The league for professional women’s soccer in the United States folded in 2012 just as Huster was making her way into the league. She played for a few semi-professional leagues and then went overseas to play in Australia for one season. However, her professional soccer career was just taking off and she found she was destined to make history for women athletes around the world.
In 2013, the NWSL emerged and professional soccer was once again an option for players domestically. Huster was drafted by the Spirit with the club’s second pick in the 2013 NWSL Supplemental Draft.
“While Huster played with the Spirit, she took odd jobs to supplement her league pay, which she said was less than $20,000 per season for her first few years. She wrote articles, took photography gigs, trained youth players, coached for club teams, walked dogs, and worked as the executive assistant for a natural turf grass consultant at Maryland Soccerplex, the latter which helped her develop small business and organization skills that would translate to her work with the players association,” according to her interview with Club Eleven Magazine.
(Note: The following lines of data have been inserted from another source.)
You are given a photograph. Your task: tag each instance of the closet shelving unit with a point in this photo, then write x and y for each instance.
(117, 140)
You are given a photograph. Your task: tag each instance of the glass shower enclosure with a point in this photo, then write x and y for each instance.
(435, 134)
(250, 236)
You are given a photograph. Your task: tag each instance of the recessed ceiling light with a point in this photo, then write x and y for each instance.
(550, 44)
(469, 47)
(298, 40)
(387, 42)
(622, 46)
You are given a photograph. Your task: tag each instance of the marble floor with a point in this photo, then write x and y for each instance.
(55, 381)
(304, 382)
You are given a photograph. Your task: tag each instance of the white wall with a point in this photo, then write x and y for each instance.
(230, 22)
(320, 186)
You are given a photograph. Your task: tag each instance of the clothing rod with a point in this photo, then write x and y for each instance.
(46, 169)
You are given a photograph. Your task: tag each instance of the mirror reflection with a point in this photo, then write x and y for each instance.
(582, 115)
Taking odd jobs and working to make a living wage is not new to the world of women’s sports, so Huster had a first-hand understanding of the trials and tribulations players were facing to play the sport they loved.
I once worked at Amazon packing boxes during 10 hour days on my feet. Head to train younger girls in the evening. Train afterwards myself. All of this while raising my son. #TheStruggleIsNotfake https://t.co/iddWNQkLxj
— Jessica McDonald (@J_Mac1422) July 23, 2021
Huster and her teammates worked through harassment and advocated for a change of ownership all while working their additional jobs and playing professional soccer. Something had to give.
A note to Steve from Washington Spirit Players pic.twitter.com/PWsemHR41R
— Tori Huster (@torihuster) October 5, 2021
“In past years, there has not been a place for players to go, or that they feel comfortable going if they have experienced sexual abuse, verbal abuse, any type of harassment,” Huster noted in her interview with Club Eleven Magazine. “The league in the past has said that they had a policy which they were not able to provide us at the beginning of this year, when we demanded that they put it into place right now before the start of the season. We believe that they may have been operating with US Soccer’s anti-harassment policy. But again, they didn’t provide that… If they were using it, players didn’t know, and players didn’t know where to go if they had issues.”
While the league has gone through its ups and downs, the players are always at the forefront of positive changes. That’s what having a union can do for athletes. Not only do they have the union advocating for their best interests, but they are being educated on how to advocate for themselves.
Fast forward to the end of 2021. The NWSLPA entered into a group licensing agreement with OneTeam Partners, entered into its first sponsorship agreements with Ally Bank and MasterCard, hired a business agent to manage business affairs, and entered into a Commercial Rights Agreement.
“I think that if we [the players, the NWSLPA] are able to empower other people to speak up… if we can be very transparent and honest about that process, individually, and as a collective, I think that gives other people the courage to do the same in whatever walk of life that they are living,” Huster told Club Eleven Magazine.
While the league is still relatively young, the players have taken the lead in advocating for their rights and Huster, along with her predecessors has helped pave the way. These players understand they are working for the greater good and might not see all the changes implemented during their playing careers or even their lifetimes.
“We’re going to be able to get things done that we could never have imagined before… because we’re not worried about the league crumbling down because we know that we are the league,” Huster told Club Eleven Magazine.